Ocorre que os trabalhos de investigação têm sido severamente prejudicados pela interferência do STF. A CPMI do INSS decretou, por exemplo, a quebra do sigilo fiscal e bancário de Lulinha, um dos filhos do presidente da República, diante de suspeitas fundadas de que ele teria recebido pagamentos do “careca do INSS”. O ministro Flávio Dino, porém, suspendeu a quebra sob o argumento de que a votação do requerimento teria sido em bloco, ignorando que o próprio Judiciário faz votações em bloco de processos. Na mesma linha, o ministro Gilmar Mendes, em burla à distribuição regular, deferiu a suspensão da quebra de sigilo fiscal e bancário da Maridt – a empresa da qual é sócio o ministro Dias Toffoli e que recebeu pagamentos ordenados por Vorcaro –, sobrepondo-se à decisão de quebra da CPI do Crime Organizado.
Os trabalhos de investigação das CPIs do INSS e do Crime Organizado têm sido severamente prejudicados pela interferência do STF
As CPIs têm, semanalmente, realizado convocações de investigados para depor, mas tais convocações têm sido obstadas por habeas corpus impetrados no STF. O investigado, na Justiça, na polícia ou na CPI, tem direito ao silêncio, ou seja, não pode ser obrigado a responder perguntas que possam incriminá-lo.

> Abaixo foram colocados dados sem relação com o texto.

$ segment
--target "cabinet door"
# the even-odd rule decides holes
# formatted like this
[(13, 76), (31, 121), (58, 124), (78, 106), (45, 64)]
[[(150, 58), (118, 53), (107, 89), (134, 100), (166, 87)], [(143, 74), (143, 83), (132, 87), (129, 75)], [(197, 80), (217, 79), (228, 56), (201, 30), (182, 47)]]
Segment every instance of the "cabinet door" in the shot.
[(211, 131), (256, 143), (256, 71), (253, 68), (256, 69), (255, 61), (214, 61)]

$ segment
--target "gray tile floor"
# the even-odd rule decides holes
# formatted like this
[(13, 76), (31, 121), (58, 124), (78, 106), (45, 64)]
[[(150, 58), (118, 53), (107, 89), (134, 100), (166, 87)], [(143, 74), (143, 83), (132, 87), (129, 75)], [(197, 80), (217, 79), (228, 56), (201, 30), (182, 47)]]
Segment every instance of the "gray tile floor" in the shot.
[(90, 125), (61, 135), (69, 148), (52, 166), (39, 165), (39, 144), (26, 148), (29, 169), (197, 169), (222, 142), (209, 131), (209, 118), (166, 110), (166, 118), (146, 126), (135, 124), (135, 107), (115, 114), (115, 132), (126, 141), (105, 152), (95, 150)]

No entanto, alguns ministros do STF têm desobrigado os investigados até mesmo de comparecer perante as CPIs, o que esvazia os trabalhos investigativos. É uma extensão do alcance do direito ao silêncio que não encontra amparo na lei ou no Direito Comparado.
O direito ao silêncio visa impedir somente que o investigado seja obrigado a falar, ou seja, o que se proíbe é que seja extorquida uma informação de sua mente. De certa forma, sua história está ligada à luta pela liberdade de opinião e de crença, quando o processo penal era utilizado para processar dissidentes políticos ou religiosos. Isso não é mais o caso, pois as CPIs apuram crimes comuns. De todo modo, mesmo naquela época, nunca foi estendido para um direito de se tornar revel.
Para combater esse esvaziamento da CPI, preparei uma proposta de emenda constitucional para deixar claro que o direito ao silêncio não abrange o direito ao não comparecimento. Mais de 30 senadores já assinaram. Apesar disso, a eventual aprovação da PEC levará tempo e a efetividade das CPIs precisa ser resgatada agora.
Não deixa de ser paradoxal constatar que, no tempo presente, é o Congresso – ou pelo menos parte dele – que luta para que os fatos relacionados ao roubo do INSS e ao escândalo do Master sejam totalmente apurados, enquanto o STF (ou parte dele) impede, na prática, que as investigações prossigam. Claro, mesmo no STF há exceções, como o trabalho importante que o ministro André Mendonça está realizando na relatoria dos inquéritos policiais. Precisamos colocar todos os poderes na mesma página e acabar com a inversão de valores em nosso país. A obstrução dos trabalhos das CPIs só interessa aos criminosos.